C’est une vraie question. Particulièrement au Liban, où le cinéma sert d’histoire. À l’école l’histoire s’arrête aux années 70, au début de la guerre, car après il n’y a plus d’histoire commune. Personnellement c’est le cinéma libanais, les films de Maroun Bagdadi, de Jocelyne Saab, de Randa Chahal et tous ces cinéastes qui m’ont fait découvrir l’histoire du Liban. Et quelque chose de plus profond que les chiffres, à savoir cette sensation d’être dans les rues de Beyrouth et ressentir l’expérience vécue. Je pense que le cinéma au Liban a cette fonction historique et sociale en écrivant l’histoire que l’on n’a pas. C’était très important de continuer cette tradition et d’essayer d’ajouter notre propre touche en tant que cinéastes contemporains.
La fin du film est porteuse d’espoir, entre le succès du film de Mounia et les paroles de son père, figure de sagesse dans votre documentaire, qui estime que ces catastrophes seront un électrochoc pour la jeune génération. Êtes-vous optimiste pour le pays ?
Oui. Si on fait toujours du cinéma et si on ose encore rêver, c’est justement parce qu’on a encore cette note d’espoir. Et cela va au-delà du cinéma. Il y a beaucoup d’artistes qui émergent malgré les contraintes. Comme si elles nous poussaient à vouloir nous dépasser et exister à travers l’art. Un désir exacerbé par le fait qu’on n’ait pas vraiment le droit de rêver à Beyrouth, parce qu’à chaque fois on se prend une claque dans la gueule.

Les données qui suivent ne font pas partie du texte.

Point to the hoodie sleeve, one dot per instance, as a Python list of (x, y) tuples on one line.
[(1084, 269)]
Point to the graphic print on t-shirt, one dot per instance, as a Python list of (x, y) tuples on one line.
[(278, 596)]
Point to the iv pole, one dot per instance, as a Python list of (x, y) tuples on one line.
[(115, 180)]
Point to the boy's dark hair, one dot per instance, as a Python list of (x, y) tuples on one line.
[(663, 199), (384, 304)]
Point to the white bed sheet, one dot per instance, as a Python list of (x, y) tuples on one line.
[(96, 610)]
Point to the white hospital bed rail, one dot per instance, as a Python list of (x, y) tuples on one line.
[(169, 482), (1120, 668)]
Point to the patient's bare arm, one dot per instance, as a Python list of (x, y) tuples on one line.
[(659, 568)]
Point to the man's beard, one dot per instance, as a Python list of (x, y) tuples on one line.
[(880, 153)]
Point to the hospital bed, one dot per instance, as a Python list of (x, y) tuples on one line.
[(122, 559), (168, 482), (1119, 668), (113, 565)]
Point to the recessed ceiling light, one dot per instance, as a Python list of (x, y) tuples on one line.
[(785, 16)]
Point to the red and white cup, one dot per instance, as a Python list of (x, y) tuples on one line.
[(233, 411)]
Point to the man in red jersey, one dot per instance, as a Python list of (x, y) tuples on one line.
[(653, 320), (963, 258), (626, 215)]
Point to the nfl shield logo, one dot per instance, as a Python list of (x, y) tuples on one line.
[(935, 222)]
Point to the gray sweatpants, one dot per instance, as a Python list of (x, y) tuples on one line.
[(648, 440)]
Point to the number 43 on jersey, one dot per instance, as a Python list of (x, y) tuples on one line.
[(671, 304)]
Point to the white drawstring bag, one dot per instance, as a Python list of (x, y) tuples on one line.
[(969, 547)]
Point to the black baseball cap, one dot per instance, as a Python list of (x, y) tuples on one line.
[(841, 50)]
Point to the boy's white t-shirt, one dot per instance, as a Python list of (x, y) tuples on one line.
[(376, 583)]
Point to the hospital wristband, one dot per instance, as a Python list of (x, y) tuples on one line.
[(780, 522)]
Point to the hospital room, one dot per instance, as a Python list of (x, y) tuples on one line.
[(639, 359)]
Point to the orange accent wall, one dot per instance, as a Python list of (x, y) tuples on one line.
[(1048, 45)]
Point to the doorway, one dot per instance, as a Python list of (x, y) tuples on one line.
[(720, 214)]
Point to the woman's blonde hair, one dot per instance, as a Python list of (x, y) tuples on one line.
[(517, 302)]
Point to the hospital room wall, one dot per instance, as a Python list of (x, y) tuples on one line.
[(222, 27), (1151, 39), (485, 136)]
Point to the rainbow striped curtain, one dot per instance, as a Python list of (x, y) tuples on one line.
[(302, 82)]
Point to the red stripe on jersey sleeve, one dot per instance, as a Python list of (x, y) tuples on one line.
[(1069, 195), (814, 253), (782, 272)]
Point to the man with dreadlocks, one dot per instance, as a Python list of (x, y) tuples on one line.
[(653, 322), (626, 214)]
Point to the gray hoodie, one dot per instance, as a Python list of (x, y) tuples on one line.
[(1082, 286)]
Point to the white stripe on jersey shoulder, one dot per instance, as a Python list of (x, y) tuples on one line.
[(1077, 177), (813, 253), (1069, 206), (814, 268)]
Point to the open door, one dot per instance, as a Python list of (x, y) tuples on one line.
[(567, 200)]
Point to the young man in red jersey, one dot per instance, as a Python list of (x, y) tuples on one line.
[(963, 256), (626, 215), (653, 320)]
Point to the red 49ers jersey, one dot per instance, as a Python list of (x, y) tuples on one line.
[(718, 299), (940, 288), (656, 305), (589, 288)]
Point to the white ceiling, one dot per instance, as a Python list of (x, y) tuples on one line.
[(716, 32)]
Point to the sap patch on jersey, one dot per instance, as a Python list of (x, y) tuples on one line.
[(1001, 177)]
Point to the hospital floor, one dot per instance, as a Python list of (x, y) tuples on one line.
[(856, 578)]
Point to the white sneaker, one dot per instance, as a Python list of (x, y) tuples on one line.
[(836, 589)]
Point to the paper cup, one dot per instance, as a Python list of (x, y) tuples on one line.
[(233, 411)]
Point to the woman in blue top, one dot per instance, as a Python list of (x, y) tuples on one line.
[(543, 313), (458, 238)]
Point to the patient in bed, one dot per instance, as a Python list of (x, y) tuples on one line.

Ça a toujours été le cas durant les cinquante dernières années : à chaque petite espérance on se retrouve avec une nouvelle crise. Le pessimisme nous hante. Mais en filmant Mounia et son père, j’ai été très surpris par cette sagesse et l’optimisme qu’il transmet à la jeunesse. Je m’attendais à ce qu’il soit plus cynique. C’est ça l’identité du Liban. Toute la société repose sur un espoir qui n’est parfois pas très fondé mais qui fait qu’on se retrouve avec une certaine joie de vivre et un humour qui ressort en temps de crise.